I: Zu dem Thema habe ich mal einen Bericht gelesen. Das war jemand der selbst ganz lange wegen Depressionen in Therapie war. Der hat sich dann in der positiven Psychologie weitergebildet. Er prangert ein bisschen an, dass in der klassischen Psychologie immer in den Wunden gestochert wird und alte Traumata immer wieder durchlebt werden. Seine Aussage war, dass man dadurch ja gar nicht mit dem abschließen kann, was passiert ist. Wie ist Deine Meinung dazu?

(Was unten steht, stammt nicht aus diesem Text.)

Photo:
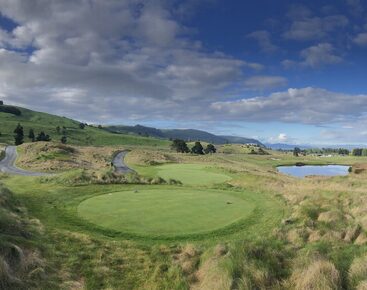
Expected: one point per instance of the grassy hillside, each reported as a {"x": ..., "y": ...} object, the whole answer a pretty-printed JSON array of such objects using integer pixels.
[
  {"x": 185, "y": 134},
  {"x": 48, "y": 123}
]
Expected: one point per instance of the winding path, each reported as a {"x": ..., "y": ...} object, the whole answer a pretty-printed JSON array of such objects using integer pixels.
[
  {"x": 7, "y": 165},
  {"x": 119, "y": 164}
]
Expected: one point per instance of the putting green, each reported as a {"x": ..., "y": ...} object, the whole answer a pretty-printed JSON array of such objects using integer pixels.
[
  {"x": 192, "y": 174},
  {"x": 167, "y": 212}
]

B: Ja und nein. Man muss da schon unterscheiden. Wenn es um Traumata geht, finde ich schon auch wichtig diese aufzuarbeiten. Es gibt aber auch Stimmen, die sagen, dass das eigentlich gar nicht zielführend ist. Es ist aber auch nicht mein Spezialgebiet. Deshalb traue ich mich gar nicht zu sagen, dass das so und so gemacht werden sollte. Ich finde wichtig, dass wenn wir einen eigentlich gesunden Menschen vor uns haben, der Fokus weg muss von diesem Negativen. Wir haben das ja ganz automatisch. Wir konzentrieren uns immer auf all das, was nicht gut funktioniert, schlecht läuft. Wenn man sich das in der Evolution anschaut, ist es ja auch ganz logisch. Wir wollen ja überleben. Da müssen wir natürlich darauf achten, welche Gefahren es gibt. Aber für unser Wohlgefühl ist das nicht zielführend. Da ist es schon wichtig weg von dem Negativen zu kommen. Die Frage sollte eher sein: „Was hab ich denn Positives in meinem Leben?“, statt sich nur über Probleme aufzuregen, oder nur darauf zu achten. Der Fokus muss verändert werden. Zum Beispiel: „Okay. Mein Job ist nicht so super. Aber ich habe die besten Freund:innen und die tollste Familie.“ Der Fokus muss verändert werden. Das finde ich schon wichtig. Wenn wir den Fokus dann auf das Positive ändern und mehr positive Emotionen in unser Leben ziehen, verdrängen wir automatisch die negativen Emotionen. Dadurch werden wir die ein bisschen los.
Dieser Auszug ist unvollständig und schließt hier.